The scramble for nearly three million votes of Kenyans in the diaspora is set to intensify as government moves to compile their register ahead of next year’s election.
Also read: New law to lock the Diaspora out of county voting
The Independent Electoral and Boundaries Commission (IEBC) on Tuesday kicked off the process of hiring temporary officials to register Kenyans in their countries of residence to participate in the March 4 polls.
The commission is looking for Support Election Trainers (SETs), Assistant Registration Officers (AROs) and Voter Registration Clerks to prepare the ground for Kenyans living abroad to participate in the national elections for the first time in history.
“Currently there exists 47 positions for the AROs abroad and applicants should indicate to the Embassies/High Commissions they are deployed by the Government of Kenya.” The electoral body says.
The IEBC however, maintains only the public officers on deployment in the Kenyan mission abroad qualify to serve as AROs, reporting to returning officers based in Nairobi.
The move to recruit registration officials is set to reduce anxiety over IEBC’s commitment to allow Kenyans living abroad to start voting in national elections next year.
The constitution only requires IEBC to progressively allow Kenyans abroad to participate in electing leaders leaving the timelines open.
A number of Kenyans living abroad have however, criticised the idea of voting at the country’s foreign missions, saying they are far apart and not accessible.
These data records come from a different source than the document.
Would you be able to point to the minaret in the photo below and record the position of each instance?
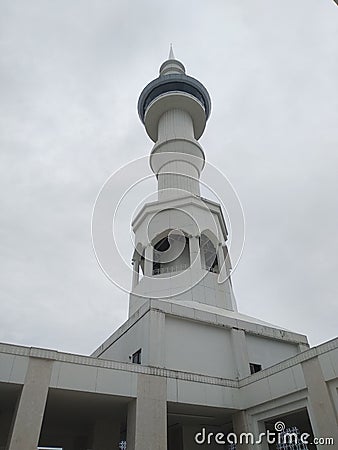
(180, 240)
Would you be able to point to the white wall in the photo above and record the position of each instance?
(195, 347)
(130, 342)
(268, 352)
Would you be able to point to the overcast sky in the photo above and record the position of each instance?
(71, 73)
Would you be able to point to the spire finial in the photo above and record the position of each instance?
(171, 52)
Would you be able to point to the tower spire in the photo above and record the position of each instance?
(171, 52)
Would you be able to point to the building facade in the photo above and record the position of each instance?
(186, 370)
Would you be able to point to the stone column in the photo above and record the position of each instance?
(147, 415)
(242, 424)
(148, 261)
(195, 254)
(28, 420)
(106, 434)
(321, 410)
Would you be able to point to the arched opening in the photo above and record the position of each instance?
(209, 260)
(171, 253)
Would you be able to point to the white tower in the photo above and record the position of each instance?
(180, 239)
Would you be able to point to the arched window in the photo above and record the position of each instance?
(209, 258)
(171, 253)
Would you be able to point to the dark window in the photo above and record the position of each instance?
(255, 368)
(136, 357)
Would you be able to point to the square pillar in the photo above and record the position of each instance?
(147, 415)
(106, 434)
(31, 408)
For instance, in US where most Kenyans in the diaspora reside, Kenya has only three missions in Washington, New York and Los Angeles.
On average, Kenyans living in the diaspora remit home close to Sh80 billion worth of hard currencies that helps to stabilise the shilling each year.
During the Olympic Games held in London in July, President Kibaki directed IEBC to facilitate registration of Kenyans abroad to enable them vote during the forthcoming General Election.
To kick off the process, IEBC says its AROs will register all Kenyans holding valid passports or national identification cards and analyse the Biometric Voter Registration data for a period not exceeding 45 days.
The AROS are also expected to coordinate the work of voter registration clerks in their stations and carry out voter education targeting Kenyans abroad.
Thereafter, the team would continue working for 60 days to the election, earning $100 (Sh8,400) per day while clerks would take home $60 a day (Sh5,040).
The Attorney General on Monday evening approved a financing agreement for the 15,000 kits, paving the way for Treasury to issue letters of credit to French firm Safran Morpho for the delivery of the kits.
The company was holding the kits pending payment of Sh3.8 billion despite an initial payment of Sh2.6 billion that led to the release of 200 kits and 1,500 fingerprint readers for training purposes.
IEBC is scheduled to register voters over one month starting November 1.